Are there any drawbacks to the feature store?

There are certain drawbacks of the feature store which are listed below.

There is a Potential inflexibility in the feature store. Organizations require a unique feature store for each entity type.
Complex integration may necessitate the integration of many technologies such as data warehouses, streaming pipelines, and processing engines.
Limits model customization-Various applications may benefit from different feature encodings that would be unnoticed if they all used the same feature store.

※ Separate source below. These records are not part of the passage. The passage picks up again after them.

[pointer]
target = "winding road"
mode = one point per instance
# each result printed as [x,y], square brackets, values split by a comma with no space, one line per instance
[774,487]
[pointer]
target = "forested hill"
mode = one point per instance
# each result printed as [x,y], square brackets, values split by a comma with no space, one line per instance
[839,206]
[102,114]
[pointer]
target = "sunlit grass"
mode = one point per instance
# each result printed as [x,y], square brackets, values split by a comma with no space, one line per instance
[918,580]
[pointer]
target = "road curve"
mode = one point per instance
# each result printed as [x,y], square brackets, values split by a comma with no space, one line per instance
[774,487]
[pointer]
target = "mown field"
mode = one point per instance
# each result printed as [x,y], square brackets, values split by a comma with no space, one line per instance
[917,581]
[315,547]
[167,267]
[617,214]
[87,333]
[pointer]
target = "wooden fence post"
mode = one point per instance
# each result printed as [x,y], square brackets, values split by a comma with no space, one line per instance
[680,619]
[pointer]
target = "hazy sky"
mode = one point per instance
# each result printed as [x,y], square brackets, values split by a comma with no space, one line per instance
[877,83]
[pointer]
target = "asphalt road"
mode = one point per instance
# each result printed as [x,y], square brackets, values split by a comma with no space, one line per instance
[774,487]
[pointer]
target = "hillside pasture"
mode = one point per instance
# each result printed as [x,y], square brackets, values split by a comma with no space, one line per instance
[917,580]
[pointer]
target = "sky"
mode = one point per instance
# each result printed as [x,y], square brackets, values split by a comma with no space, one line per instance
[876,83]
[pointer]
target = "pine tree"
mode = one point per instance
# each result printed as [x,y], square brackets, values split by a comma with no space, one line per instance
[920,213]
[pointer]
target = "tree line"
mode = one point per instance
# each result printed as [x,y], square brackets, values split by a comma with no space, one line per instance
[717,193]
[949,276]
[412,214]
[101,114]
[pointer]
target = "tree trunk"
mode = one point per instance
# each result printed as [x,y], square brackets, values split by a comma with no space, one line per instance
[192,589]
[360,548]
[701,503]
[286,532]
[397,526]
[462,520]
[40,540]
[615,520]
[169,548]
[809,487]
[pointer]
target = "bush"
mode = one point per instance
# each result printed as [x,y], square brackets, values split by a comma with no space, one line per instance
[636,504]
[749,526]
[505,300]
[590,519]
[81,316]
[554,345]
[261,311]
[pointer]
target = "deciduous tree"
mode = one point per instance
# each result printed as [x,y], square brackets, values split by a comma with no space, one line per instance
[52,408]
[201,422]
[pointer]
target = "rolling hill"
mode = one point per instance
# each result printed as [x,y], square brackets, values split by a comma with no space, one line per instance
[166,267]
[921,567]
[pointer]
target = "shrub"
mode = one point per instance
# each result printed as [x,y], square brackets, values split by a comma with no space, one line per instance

Creating a Feature store using Feast

Let’s start with installing the Feast package. If using the google Colab notebook then first install the below-mentioned dependency.

! pip install tf-estimator-nightly==2.8.0.dev2021122109

%%sh
pip install feast -U -q
pip install Pygments -q

The ‘%%sh’ is a shell command-line interpreter that will interpret the command line as it was in the Linux operating system.

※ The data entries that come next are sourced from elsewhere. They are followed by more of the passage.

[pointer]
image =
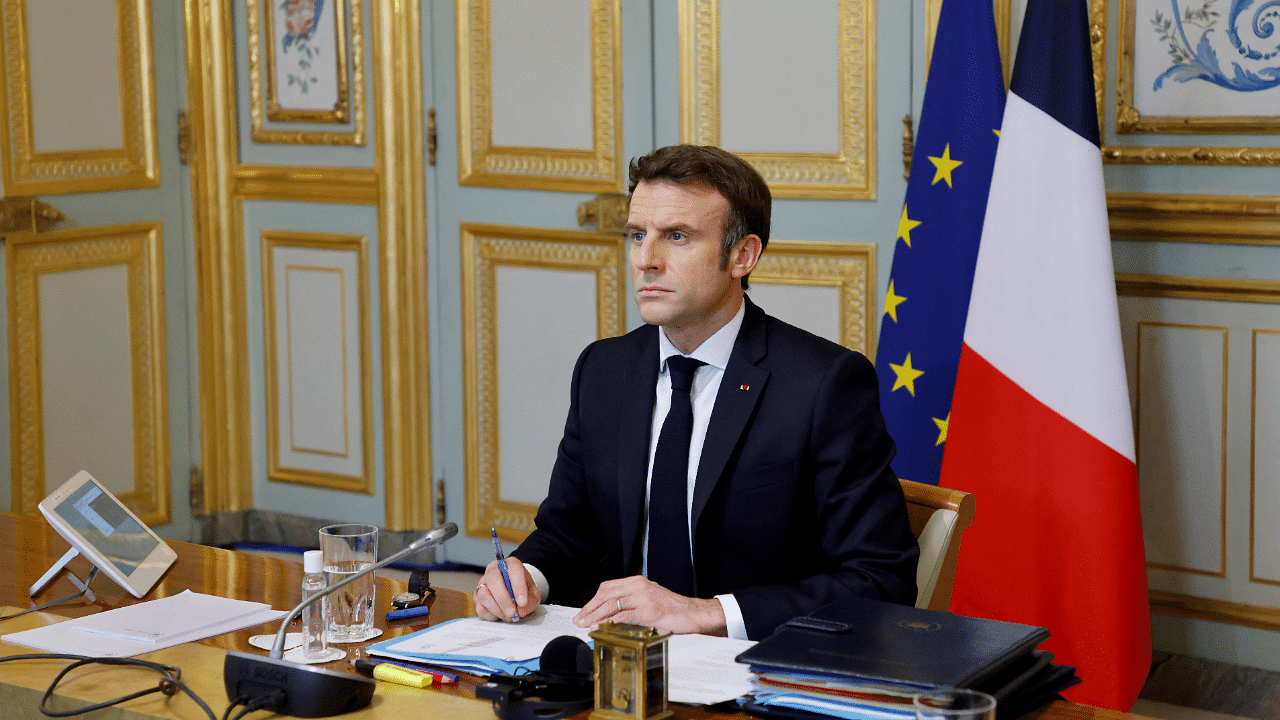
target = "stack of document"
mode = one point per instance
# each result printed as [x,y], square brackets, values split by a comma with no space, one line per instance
[864,659]
[145,627]
[480,647]
[700,669]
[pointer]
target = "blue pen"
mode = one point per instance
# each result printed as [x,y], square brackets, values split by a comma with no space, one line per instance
[502,566]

Create the feature repository

! feast init feature_repo

Analytics India Magazine

This command will initialize the feature repository which is a directory that holds the feature store’s settings as well as individual features. This configuration is written in Python/YAML.

In this article, we will be using a demo repository by Feast. Let’s inspect the contents of the repository.

%cd feature_repo
!ls -R

‘%cd’ will change the directory to the repository created.

Let’s have a look at the project configuration.

! pygmentize feature_store.yaml

Now the feature repository is created and the project is configured. The data is to be loaded and the feature is to be defined.

import pandas as pd
from datetime import datetime, timedelta
import sqlite3
 
from feast import FeatureStore

raw_df=pd.read_parquet("data/driver_stats.parquet")
raw_df.head()

In this demo repository, there is already a predefined file containing features so need to define features. Let’s have a look at those features.

! pygmentize -f terminal16m example.py

Now the features are defined and they need to be applied to the data.

! feast apply

The features have been applied and the data is ready to be split into training and testing sets.

dict_df = pd.DataFrame.from_dict(
    {
        "driver_id": [1001, 1002, 1003],
        "label_driver_reported_satisfaction": [1, 5, 3], 
        "event_timestamp": [
            datetime.now() - timedelta(minutes=11),
            datetime.now() - timedelta(minutes=36),
            datetime.now() - timedelta(minutes=73),
        ],
    }
)
 
store = FeatureStore(repo_path=".")
 
training_data = store.get_historical_features(
    entity_df=dict_df,
    features=[
        "driver_hourly_stats:conv_rate",
        "driver_hourly_stats:acc_rate",
        "driver_hourly_stats:avg_daily_trips",
    ],
).to_df()

Let’s upload these features to the online store so that they could be utilized globally in the hub.

! feast materialize-incremental {datetime.now().isoformat()}

Once the features are uploaded to the database there must be some directory to be formed. Let’s check those directories and try to extract the newly uploaded features from the database using SQL.

print("--- Data directory ---")
!ls data

Analytics India Magazine

There are three directories one with the raw data, the other with the updated features and the implementation of those features on the data (updated data).

con_online = sqlite3.connect("data/online_store.db")
print("\n--- Schema of online store ---")
print(
    pd.read_sql_query(
        "SELECT * FROM feature_repo_driver_hourly_stats", con_online).columns.tolist())
con_online.close()

The ‘sqlite3’ will make a connection with the database and the data could be extracted by simply writing the SQL query.

Conclusion

Feature stores are the tool that organizations may utilize to generate several models based on one or a few entities. A feature store’s main advantage is that it contains the logic of feature transformations, allowing it to automatically transform fresh data and provide examples for training or inference. With this hands-on article, we have understood feature stores and their importance to a data science project.